La comédie musicale de Vincente Minnelli s’ouvre sur une série d’oppositions : comédie contre tragédie, classicisme contre modernité, low culture contre high culture. Il y a donc une différence de registres et d’origines qui travaillent les relations du danseur de Broadway (Tony Hunter) et de la ballerine (Gabrielle Gerard), des auteurs, Lily et Lester (Oscar Levant), et du metteur en scène, Jeffrey Cordova (Jack Buchanan). Pourtant, tous se rejoignent autour de l’idée d’entertainment, du divertissement, du show. C’est à travers ce spectacle dansant et chantant que devront se résoudre les conflits d’intérêts, que devront s’unir l’individu et le groupe. En accord avec la formule classique du genre, le scénario de Betty Comden, Adolph Green et Alan Jay Lerner, se divise en fragments, soudés autour d’un argument principal : la production d’une comédie musicale. Celle-ci passera par différentes étapes avant de prendre sa forme définitive : d’abord une réécriture moderne du mythe de Faust dont le peu de succès oblige à une révision complète. Passation de pouvoir aidant, Tous en scène redevient ce qu’il devait être : une suite ininterrompue de numéros loufoques emportés par la poésie des corps dansants. Pour repartir à zéro il faut revenir à l’essentiel. Après le four du premier spectacle, Tony Hunter rejoint les figurants et techniciens pour boire à la santé d’un désastre bien mérité. Sa venue entraine celle de Gabrielle, Lily et Lester. Face à l’enthousiasme des jeunes artistes, Tony propose de tout changer pour mieux recommencer. La caméra opère alors un travelling arrière et Jeffrey Cordova entre dans la danse, acceptant que Tony devienne le nouveau metteur en scène, abandonnant ses velléités d’adapter un Faust pyrotechnique.
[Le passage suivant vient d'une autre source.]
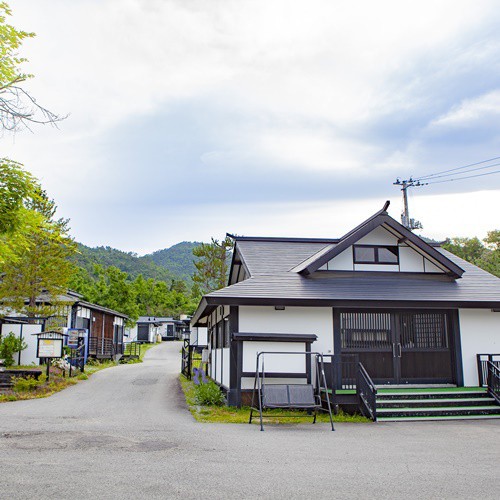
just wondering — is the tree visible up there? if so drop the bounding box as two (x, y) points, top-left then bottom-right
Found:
(479, 230), (500, 277)
(442, 236), (484, 265)
(0, 2), (61, 131)
(0, 190), (77, 317)
(192, 236), (233, 294)
(443, 231), (500, 278)
(0, 159), (40, 265)
(78, 265), (139, 325)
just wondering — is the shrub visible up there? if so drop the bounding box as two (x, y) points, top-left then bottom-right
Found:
(13, 373), (46, 392)
(76, 373), (88, 380)
(0, 332), (27, 367)
(194, 380), (225, 406)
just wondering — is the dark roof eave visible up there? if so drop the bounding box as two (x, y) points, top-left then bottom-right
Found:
(203, 295), (500, 310)
(74, 300), (129, 319)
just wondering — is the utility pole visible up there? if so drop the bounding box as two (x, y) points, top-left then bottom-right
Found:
(393, 177), (424, 230)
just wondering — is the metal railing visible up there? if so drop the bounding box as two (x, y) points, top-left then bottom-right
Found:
(68, 343), (86, 376)
(322, 353), (359, 391)
(123, 342), (141, 358)
(357, 362), (377, 421)
(88, 337), (115, 358)
(181, 338), (191, 379)
(486, 361), (500, 405)
(476, 354), (500, 387)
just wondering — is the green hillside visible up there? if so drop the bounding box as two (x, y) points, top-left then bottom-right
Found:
(146, 241), (201, 281)
(74, 241), (201, 283)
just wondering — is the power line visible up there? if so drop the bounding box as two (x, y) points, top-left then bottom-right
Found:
(414, 161), (500, 182)
(425, 168), (500, 185)
(393, 155), (500, 230)
(414, 155), (500, 181)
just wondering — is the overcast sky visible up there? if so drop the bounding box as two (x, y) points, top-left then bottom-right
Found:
(3, 0), (500, 254)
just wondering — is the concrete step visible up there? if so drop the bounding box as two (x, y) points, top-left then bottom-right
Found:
(377, 397), (497, 408)
(378, 414), (500, 422)
(377, 405), (500, 418)
(377, 390), (488, 400)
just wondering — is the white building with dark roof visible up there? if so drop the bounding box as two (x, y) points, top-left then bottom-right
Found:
(191, 203), (500, 420)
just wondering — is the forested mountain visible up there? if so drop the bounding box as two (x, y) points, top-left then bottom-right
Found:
(74, 241), (201, 283)
(146, 242), (201, 281)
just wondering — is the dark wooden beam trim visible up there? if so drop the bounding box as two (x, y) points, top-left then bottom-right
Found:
(241, 372), (308, 378)
(227, 306), (240, 406)
(232, 332), (317, 342)
(450, 310), (464, 386)
(205, 296), (500, 310)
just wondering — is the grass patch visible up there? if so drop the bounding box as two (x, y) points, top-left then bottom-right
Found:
(0, 367), (79, 403)
(0, 358), (120, 403)
(179, 375), (369, 424)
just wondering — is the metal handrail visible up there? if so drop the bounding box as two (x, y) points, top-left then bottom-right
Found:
(357, 362), (377, 421)
(68, 343), (86, 376)
(486, 361), (500, 405)
(476, 354), (500, 387)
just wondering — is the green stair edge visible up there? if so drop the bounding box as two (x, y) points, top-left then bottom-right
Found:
(377, 414), (500, 422)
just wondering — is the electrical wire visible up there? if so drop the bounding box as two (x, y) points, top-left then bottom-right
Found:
(414, 161), (500, 182)
(414, 155), (500, 181)
(425, 168), (500, 185)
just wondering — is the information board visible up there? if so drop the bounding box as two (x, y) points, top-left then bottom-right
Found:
(37, 338), (63, 358)
(66, 328), (86, 348)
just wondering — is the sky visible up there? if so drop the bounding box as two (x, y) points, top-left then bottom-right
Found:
(3, 0), (500, 254)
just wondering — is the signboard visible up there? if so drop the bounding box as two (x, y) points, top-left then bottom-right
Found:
(37, 338), (63, 358)
(66, 328), (86, 348)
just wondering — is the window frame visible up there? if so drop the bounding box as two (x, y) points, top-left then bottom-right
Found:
(353, 244), (399, 265)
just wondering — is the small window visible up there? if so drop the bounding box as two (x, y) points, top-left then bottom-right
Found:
(353, 245), (399, 265)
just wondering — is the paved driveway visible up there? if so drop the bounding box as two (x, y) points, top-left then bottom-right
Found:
(0, 341), (499, 499)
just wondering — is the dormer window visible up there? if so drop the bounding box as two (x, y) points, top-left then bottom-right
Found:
(353, 245), (399, 265)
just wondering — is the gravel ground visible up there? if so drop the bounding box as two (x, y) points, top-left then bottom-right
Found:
(0, 341), (499, 500)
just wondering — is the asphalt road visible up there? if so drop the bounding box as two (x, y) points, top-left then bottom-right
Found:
(0, 341), (499, 500)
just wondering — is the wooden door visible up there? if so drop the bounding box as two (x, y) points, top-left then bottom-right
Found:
(397, 312), (453, 383)
(337, 310), (454, 384)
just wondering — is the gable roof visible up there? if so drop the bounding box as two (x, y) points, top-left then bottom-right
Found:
(191, 248), (500, 325)
(291, 203), (464, 278)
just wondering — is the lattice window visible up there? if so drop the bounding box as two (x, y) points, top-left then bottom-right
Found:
(400, 313), (448, 349)
(340, 312), (392, 350)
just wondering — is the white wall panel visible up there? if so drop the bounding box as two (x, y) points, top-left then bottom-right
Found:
(238, 306), (333, 355)
(399, 246), (424, 272)
(1, 323), (42, 365)
(459, 309), (500, 386)
(357, 226), (398, 245)
(242, 341), (307, 373)
(328, 247), (354, 271)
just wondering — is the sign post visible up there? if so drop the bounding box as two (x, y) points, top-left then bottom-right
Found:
(33, 331), (67, 380)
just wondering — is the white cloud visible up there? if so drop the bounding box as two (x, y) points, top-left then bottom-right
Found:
(2, 0), (500, 251)
(430, 90), (500, 128)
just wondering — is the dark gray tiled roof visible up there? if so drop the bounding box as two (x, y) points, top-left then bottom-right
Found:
(208, 248), (500, 306)
(237, 240), (333, 275)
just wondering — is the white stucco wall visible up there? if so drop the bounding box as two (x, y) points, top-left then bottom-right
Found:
(213, 347), (230, 388)
(1, 323), (42, 365)
(238, 306), (334, 355)
(459, 309), (500, 386)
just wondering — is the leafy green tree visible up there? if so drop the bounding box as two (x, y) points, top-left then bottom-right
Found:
(80, 265), (139, 325)
(0, 159), (36, 234)
(443, 231), (500, 278)
(0, 2), (60, 130)
(0, 190), (76, 316)
(479, 230), (500, 277)
(0, 331), (27, 366)
(192, 236), (233, 294)
(442, 236), (485, 265)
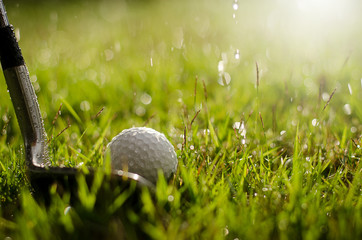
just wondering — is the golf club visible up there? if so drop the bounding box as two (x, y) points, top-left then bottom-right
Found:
(0, 0), (154, 202)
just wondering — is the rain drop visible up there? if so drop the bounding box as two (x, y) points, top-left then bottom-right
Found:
(140, 93), (152, 105)
(135, 106), (145, 116)
(233, 122), (241, 129)
(80, 101), (90, 111)
(232, 0), (239, 10)
(218, 60), (224, 72)
(348, 83), (352, 95)
(218, 72), (231, 86)
(343, 104), (352, 115)
(104, 49), (114, 61)
(223, 226), (229, 236)
(64, 206), (72, 215)
(351, 126), (357, 133)
(322, 92), (330, 102)
(234, 49), (240, 59)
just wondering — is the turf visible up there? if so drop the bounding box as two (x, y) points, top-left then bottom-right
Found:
(0, 0), (361, 239)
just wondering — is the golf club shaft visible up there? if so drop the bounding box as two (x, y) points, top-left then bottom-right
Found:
(0, 0), (49, 168)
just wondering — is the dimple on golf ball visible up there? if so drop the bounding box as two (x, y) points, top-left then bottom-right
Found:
(107, 127), (178, 184)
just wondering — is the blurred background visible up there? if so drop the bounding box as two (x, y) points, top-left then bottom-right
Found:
(1, 0), (361, 143)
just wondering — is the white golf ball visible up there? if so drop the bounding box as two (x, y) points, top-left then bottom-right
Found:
(107, 127), (178, 184)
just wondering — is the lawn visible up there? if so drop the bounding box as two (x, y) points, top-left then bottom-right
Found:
(0, 0), (361, 239)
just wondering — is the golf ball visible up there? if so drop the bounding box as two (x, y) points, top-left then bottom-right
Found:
(107, 127), (178, 184)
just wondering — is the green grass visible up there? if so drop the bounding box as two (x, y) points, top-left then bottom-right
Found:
(1, 0), (361, 239)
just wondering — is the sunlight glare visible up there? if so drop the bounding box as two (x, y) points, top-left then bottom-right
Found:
(297, 0), (347, 18)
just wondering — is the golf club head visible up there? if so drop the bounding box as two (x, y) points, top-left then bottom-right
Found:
(0, 0), (154, 200)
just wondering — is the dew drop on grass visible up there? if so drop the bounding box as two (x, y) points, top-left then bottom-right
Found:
(190, 145), (194, 150)
(233, 122), (241, 129)
(280, 130), (286, 136)
(135, 106), (145, 116)
(312, 118), (318, 126)
(343, 104), (352, 115)
(168, 195), (174, 202)
(223, 226), (229, 236)
(218, 60), (224, 72)
(104, 49), (114, 61)
(80, 101), (90, 111)
(348, 83), (352, 95)
(140, 93), (152, 105)
(218, 72), (231, 86)
(351, 126), (357, 133)
(232, 0), (239, 10)
(2, 114), (8, 122)
(234, 49), (240, 59)
(322, 92), (330, 102)
(64, 206), (72, 215)
(15, 28), (20, 41)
Une question de point de vue
Il s’agit en fait d’organiser les points de vue. La première rencontre entre Tony et Gabrielle est sur ce point révélatrice. Le danseur, accompagné des deux auteurs entre chez Jeffrey et s’installe dans une chambre. La danseuse, elle, part se réfugier dans les toilettes situées à gauche de l’entrée. Puis, Tony sort de la chambre pour se placer au centre, entre les deux pièces. Trois espaces sont ainsi déterminés, chacun assigné à un point de vue qui observe, depuis trois portes entre-ouvertes, le discours de Jeffrey cherchant à convaincre des investisseurs de produire son prochain spectacle. Le point de fuite est partout le même, mais ce sont les points de vue qui diffèrent. La scénographie de Minnelli impose ce constat : pour s’entendre il faut occuper la même place. Ainsi la réconciliation de Tony et Gabrielle se scelle sur la banquette d’une calèche, les deux personnages observant avec émerveillement la beauté d’un parc new-yorkais. La mise en scène de Minnelli touche presque à une dialectique sémiologique : lorsque Tony Hunter se promène au milieu d’attraction foraines, il s’amuse avec un testeur de séduction qui affiche le mot « Gorgeous » (« superbe »), puis s’observe dans un miroir déformant. Le mouvement de l’acteur et le travelling rassemblent dans le même plan ces deux signifiés. Tony est surpris, auquel doit-il se fier ? Au mot ou à l’image ? C’est la danse qui répond, enclenchée par une rencontre inopinée avec un cireur de chaussures, prétexte à une démonstration de claquettes.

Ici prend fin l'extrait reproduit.